É diretora da JHD Construções e Comercio Ltda. O sucesso empresarial e a excelência administrativa a levaram, no ano de 2000, a se tornar a primeira mulher a integrar a diretoria do Sindicato da Indústria da Construção Civil do Estado de São Paulo (SindusCon-SP), o maior sindicato patronal brasileiro, com 75 anos de atuação. Como reconhecimento pelo trabalho regional, Maristela foi conduzida à vice-presidência das Regionais do SindusCon-SP, no ano de 2003 e atualmente é a vice-presidente de Responsabilidade Social, representando todo o Estado de São Paulo. Pela reconhecida competência, Maristela passou a representar o Sinduscon em outras várias instituições.

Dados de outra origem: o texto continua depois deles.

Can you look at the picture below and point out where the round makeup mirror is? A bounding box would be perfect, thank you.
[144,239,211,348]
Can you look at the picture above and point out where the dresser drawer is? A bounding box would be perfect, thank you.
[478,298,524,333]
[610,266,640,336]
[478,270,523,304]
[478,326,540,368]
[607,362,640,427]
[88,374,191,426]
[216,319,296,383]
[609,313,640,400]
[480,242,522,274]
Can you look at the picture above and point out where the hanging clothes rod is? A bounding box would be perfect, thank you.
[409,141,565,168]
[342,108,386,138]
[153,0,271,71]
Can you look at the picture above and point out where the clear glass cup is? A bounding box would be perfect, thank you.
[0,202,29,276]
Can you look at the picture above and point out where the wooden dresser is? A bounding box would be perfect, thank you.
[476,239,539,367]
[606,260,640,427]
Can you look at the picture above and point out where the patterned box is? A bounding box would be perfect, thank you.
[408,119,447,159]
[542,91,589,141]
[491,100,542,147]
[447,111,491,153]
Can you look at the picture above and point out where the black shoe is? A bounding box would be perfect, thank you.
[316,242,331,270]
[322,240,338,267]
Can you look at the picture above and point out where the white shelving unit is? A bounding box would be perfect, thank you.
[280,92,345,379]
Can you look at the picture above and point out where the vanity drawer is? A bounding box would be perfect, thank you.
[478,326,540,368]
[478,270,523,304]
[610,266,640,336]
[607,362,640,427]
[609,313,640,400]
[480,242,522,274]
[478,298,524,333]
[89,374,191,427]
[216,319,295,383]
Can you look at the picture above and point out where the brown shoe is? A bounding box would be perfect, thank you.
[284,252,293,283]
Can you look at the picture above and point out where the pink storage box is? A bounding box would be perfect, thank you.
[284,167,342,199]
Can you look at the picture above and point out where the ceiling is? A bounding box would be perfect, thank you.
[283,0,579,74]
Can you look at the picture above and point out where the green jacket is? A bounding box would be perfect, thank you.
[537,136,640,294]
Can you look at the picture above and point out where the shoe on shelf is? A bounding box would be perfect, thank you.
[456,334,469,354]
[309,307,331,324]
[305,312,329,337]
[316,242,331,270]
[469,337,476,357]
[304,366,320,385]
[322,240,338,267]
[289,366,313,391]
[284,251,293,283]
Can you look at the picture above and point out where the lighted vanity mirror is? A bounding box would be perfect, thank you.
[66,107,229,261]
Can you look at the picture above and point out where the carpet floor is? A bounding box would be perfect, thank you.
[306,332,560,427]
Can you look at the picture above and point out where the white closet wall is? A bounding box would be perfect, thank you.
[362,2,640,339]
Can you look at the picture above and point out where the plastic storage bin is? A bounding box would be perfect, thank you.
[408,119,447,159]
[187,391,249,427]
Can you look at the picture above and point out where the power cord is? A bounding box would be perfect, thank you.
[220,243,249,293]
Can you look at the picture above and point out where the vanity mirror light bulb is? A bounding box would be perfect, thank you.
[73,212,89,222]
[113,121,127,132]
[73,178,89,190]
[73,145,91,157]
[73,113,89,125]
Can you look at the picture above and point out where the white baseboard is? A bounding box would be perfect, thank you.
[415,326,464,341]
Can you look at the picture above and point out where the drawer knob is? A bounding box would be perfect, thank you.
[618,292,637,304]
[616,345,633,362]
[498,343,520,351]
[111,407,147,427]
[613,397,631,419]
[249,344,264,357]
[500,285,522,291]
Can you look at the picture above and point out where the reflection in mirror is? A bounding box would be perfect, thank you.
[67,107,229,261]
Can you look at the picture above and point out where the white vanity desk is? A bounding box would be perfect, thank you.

Melvyn Fox - É formado em Administração de Empresas pela Fundação Getúlio Vargas (FGV). Em sua trajetória profissional, atuou em grandes empresas como a Unilever, onde seu último cargo foi Gerente de Produto, em 1980. Em 1985, assumiu, respectivamente, a Gerência de Marketing, a Diretoria Comercial e a Presidência da divisão da América Latina da Henkel/Loctite. Entre 1999 e 2001, foi Diretor Executivo da Associação Brasileira de Atacadistas e Distribuidores (ABAD). Atualmente, é Presidente Executivo da Associação Brasileira da Indústria de Materiais de Construção (ABRAMAT), membro representante da CNI, do segmento empresarial do Conselho das Cidades, do Fórum de Competitividade da Cadeia Produtiva da Construção Civil e do Comitê de Materiais do DECONCIC/FIESP (Departamento da Indústria da Construção).